Les trois portages et les routes qui les ont remplacés ont marqué la progression de la capitale nationale d'une manière que rien d'autre n'a connue. De la route primitive à travers la nature sauvage, aux années du commerce des fourrures, suivies par l'abattage du bois qui a lancé l'ère industrielle du Canada, ces routes de l'eau et de la terre ont tout vu.

Sans elles, il n'y aurait pas de capitale nationale, et même pas de Canada, tel que nous le connaissons.


La rivière des Outaouais en amont du portage du haut
 
Carte de Théodore Davis du canton de Hull 1802 - BANQ

[1] Carte de Théodore Davis du canton de Hull 1802 - BANQ


















[2] Le Trou du Diable était un tourbillon permanent trouvé au pied des chutes de la Petite Chaudière.
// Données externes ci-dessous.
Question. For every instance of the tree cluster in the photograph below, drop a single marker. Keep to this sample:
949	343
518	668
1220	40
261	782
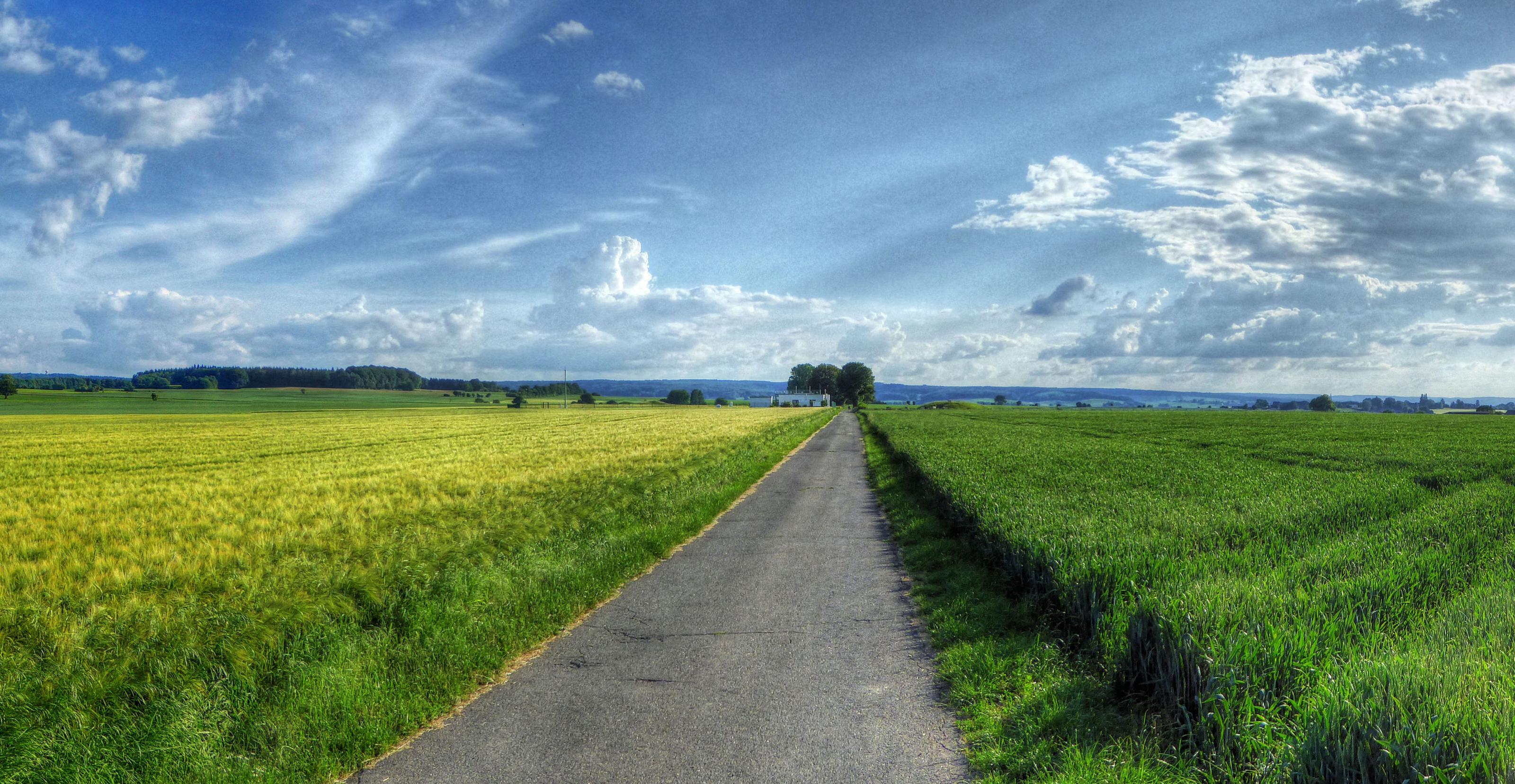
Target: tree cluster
852	383
220	377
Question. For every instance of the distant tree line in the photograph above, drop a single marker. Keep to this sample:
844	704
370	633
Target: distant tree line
82	383
225	377
852	383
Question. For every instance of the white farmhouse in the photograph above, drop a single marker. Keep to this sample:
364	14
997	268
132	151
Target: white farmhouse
799	400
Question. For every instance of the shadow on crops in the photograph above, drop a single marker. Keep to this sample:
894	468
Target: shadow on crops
1029	706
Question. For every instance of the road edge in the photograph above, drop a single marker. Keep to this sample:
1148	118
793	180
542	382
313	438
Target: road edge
504	674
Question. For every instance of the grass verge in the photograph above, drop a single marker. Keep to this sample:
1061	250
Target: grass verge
1029	710
308	678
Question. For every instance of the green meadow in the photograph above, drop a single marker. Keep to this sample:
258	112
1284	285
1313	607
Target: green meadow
1216	595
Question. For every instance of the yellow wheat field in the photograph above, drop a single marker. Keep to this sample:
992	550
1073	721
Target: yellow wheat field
95	508
220	597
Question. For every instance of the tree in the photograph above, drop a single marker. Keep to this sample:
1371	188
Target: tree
855	383
801	377
823	379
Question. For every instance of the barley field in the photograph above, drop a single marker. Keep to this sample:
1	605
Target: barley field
1284	597
278	597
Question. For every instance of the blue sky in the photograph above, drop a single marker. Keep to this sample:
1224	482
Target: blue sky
1296	197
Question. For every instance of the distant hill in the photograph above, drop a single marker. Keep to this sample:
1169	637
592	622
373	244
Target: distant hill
31	376
885	392
891	392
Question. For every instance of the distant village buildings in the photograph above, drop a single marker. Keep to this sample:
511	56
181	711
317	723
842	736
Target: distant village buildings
793	400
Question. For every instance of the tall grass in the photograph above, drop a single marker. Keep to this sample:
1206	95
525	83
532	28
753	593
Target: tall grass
1279	588
279	597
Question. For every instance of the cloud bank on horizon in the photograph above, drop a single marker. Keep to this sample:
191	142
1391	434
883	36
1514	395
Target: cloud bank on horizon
504	190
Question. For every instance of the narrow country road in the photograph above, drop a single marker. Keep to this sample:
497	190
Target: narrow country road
776	648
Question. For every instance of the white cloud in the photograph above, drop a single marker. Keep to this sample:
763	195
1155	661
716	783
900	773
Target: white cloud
17	346
25	47
567	32
131	52
875	338
55	222
1061	191
504	244
1425	9
610	317
1057	302
84	62
98	169
350	131
23	43
354	330
617	84
157	117
128	330
1317	218
140	329
360	26
281	55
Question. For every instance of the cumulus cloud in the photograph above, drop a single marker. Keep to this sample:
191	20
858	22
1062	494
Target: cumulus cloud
131	52
606	314
1502	337
157	117
1057	302
567	32
126	330
875	338
23	43
134	329
1317	218
84	62
610	315
354	330
617	84
25	47
96	167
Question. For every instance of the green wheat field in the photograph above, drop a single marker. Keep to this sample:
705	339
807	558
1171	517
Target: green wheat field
1226	595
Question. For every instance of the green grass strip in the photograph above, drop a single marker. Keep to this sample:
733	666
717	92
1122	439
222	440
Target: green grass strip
1028	709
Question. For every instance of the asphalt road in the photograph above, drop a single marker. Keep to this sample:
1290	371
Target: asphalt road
779	647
[3] Technique de navigation dans laquelle un canoë (moins les pagayeurs avec une charge complète ou à demi-charge) est tiré depuis le rivage par une corde solide appelée "cordelle", de 18 à 30 mètres de long (60 à 100 pieds). Le gouvernail ou l'avant pouvait rester dans le canoë pour aider à s'éloigner du rivage. Cette technique était utilisée pour guider le canoë en aval lorsque l'eau était trop dangereuse pour pagayer et lorsque le rivage était exempt de chicots.